There are still people who feel reluctant about terms such as vegetarian or vegan, which refer to those who make plant-based food their main diet. However, looking back in time, the roots of South Korea’s food culture already contain a deep tradition of plant-based eating. Various seasonal greens that sprout each season, as well as plants considered poisonous weeds overseas, have long been used as ingredients through methods such as blanching, drying and fermenting. Even when eating meat, the absence of leafy wraps can make a meal feel incomplete, showing that vegetables have long been an everyday presence on the South Korean table. Nevertheless, vegetables rarely become the “main character” of a meal. They may go beyond the role of a side dish for meat, but it still feels unfamiliar for them to become the “central dish” responsible for a hearty meal.
The salad franchise brand “Salady” goes beyond this bias and places salad at the center of the table. It proposes that salad is not a light appetizer served before the main menu but can be a sufficiently hearty meal on its own. Not only menus with clear identities by name such as Ranch Cobb Salady and Tandanji Salady, but also dishes that do not appear to be salads at first glance, such as Bibim Buckwheat Noodle Bowl, are generously filled with vegetables.

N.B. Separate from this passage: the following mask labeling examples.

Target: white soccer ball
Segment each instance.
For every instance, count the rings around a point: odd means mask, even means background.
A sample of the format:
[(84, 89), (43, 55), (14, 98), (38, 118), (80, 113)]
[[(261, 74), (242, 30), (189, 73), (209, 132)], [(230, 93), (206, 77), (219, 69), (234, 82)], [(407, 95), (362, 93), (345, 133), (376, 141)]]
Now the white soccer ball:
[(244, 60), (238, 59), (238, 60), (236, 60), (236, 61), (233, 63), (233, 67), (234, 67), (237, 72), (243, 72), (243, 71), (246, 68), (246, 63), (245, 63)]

In particular, the signature menu Beef Loin Buckwheat Noodles adds buckwheat noodles and beef loin on top of fresh salad greens, considering not only nutritional balance but also taste and satiety. This reflects a strategy to redefine salad from a symbol of “lightness” to a hearty meal.
Can vegetables truly become a hearty meal as Salady proposes? Salady’s performance is proving that possibility. Salady’s revenue, which was 800 million KRW in 2016 when it began its franchise business in earnest, surpassed 100 billion KRW in 2025 based on consumer sales, 10 years later.